As we all decide what to do in the fall, it might be useful to publicly discuss these matters. Readers can probably guess how I’m inclined to answer these questions. But for what it’s worth: it seems to me that professors with job security at unprotected institutions should consider organizing with staff members to demand more protective basic safety measures, such as indoor masking requirements, 6-feet social distance requirements, incentives for vaccinations, and remote learning and working options for whoever wants them. Perhaps a petition is a good way to begin the process. (Here’s mine, which anyone is welcome to adapt and use locally.) Moreover, if hospitalizations and deaths do surge in our regions—as may be happening already—we might also consider more urgent and spirited actions, such as protests, walk-outs, demands for unpaid leave, and even resignations. For, ultimately, I do worry that convening in-person philosophy classes in such circumstances may be morally impermissible.
Alternately, we could defer to the safety task forces that determine these policies. It is fairly clear, though, that politics alone drives much of the variation, across institutions and across state lines, in the protectiveness of COVID-safety policies. Senior professors who share the concerns raised here may have a social responsibility to sound the alarm about the dangers of these political games: dangers to the public health as well as to our colleagues, our students, their families, and the communities in which we live and work.
 Evidence that institutions of higher education might amplify the spread of COVID-19 includes Hannah Lu, et al., “Are college campuses superspreaders?
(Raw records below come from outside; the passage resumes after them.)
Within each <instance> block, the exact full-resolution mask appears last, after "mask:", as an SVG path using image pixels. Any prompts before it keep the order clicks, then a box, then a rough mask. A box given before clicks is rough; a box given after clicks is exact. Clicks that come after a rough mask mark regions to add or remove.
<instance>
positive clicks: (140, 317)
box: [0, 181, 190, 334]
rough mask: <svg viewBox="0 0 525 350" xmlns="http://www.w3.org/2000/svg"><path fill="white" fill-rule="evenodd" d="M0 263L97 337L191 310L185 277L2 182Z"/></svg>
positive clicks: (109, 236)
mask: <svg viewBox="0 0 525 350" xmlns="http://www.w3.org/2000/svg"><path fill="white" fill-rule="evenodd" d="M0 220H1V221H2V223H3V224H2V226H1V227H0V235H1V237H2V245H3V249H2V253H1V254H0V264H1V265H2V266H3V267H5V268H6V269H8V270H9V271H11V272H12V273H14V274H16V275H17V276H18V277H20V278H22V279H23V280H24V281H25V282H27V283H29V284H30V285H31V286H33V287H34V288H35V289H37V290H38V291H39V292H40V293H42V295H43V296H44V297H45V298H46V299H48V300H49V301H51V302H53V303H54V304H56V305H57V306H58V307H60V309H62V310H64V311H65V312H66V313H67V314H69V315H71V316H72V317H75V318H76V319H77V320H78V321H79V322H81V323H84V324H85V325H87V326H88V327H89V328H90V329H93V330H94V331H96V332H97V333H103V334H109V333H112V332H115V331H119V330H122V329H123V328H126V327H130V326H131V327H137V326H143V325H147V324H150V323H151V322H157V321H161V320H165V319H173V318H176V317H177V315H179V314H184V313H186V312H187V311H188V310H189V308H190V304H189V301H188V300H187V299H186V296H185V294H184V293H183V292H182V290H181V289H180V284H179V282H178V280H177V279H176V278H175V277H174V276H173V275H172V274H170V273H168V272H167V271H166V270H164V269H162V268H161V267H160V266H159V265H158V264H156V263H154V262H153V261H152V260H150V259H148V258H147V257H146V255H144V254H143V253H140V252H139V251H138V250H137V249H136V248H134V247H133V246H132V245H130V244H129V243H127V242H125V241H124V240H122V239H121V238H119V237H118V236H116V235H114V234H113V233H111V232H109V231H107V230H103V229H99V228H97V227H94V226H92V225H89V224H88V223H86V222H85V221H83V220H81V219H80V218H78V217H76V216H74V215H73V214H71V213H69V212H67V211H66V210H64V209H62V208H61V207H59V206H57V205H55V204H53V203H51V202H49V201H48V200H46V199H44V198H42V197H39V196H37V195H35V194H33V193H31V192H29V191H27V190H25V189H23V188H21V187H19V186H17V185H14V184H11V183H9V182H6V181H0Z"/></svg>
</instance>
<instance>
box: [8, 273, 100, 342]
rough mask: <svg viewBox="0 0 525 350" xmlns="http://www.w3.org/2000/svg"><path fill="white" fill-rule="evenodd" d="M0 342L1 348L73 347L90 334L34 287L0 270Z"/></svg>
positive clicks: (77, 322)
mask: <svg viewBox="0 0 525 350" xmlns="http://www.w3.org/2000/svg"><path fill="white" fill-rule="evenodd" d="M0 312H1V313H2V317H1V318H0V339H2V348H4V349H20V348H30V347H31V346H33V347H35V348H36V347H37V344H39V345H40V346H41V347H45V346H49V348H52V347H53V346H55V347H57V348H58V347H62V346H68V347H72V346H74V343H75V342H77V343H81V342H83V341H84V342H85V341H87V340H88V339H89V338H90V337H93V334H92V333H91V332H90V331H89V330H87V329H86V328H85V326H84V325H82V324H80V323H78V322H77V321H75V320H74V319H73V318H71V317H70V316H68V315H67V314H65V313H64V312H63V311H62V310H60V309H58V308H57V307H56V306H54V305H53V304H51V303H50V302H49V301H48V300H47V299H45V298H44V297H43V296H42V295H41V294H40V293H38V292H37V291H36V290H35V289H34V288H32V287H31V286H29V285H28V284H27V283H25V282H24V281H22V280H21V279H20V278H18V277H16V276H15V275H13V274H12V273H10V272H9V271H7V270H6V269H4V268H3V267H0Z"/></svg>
A data-driven modeling study,” Computer Methods in Biomechanics and Biomedical Engineering (2021) DOI: 10.1080/10255842.2020.1869221; Daniel Mangrum and Paul Niekamp, “JUE Insight: College student travel contributed to local COVID-19 spread,” Journal of Urban Economics (2020) DOI:10.1016/j.jue.2020.103311; and Martin S. Andersen et al., “College Openings, Mobility, and the Incidence of COVID-19,” medRxiv 2020.09.22.20196048, DOI: 10.1101/2020.09.22.20196048. But uncertainty remains: see, e.g., Benneyan J, Gehrke C, Ilies I, Nehls N, “Community and Campus COVID-19 Risk Uncertainty Under University Reopening Scenarios: Model-Based Analysis” JMIR Public Health Surveill (2021), DOI: 10.2196/24292.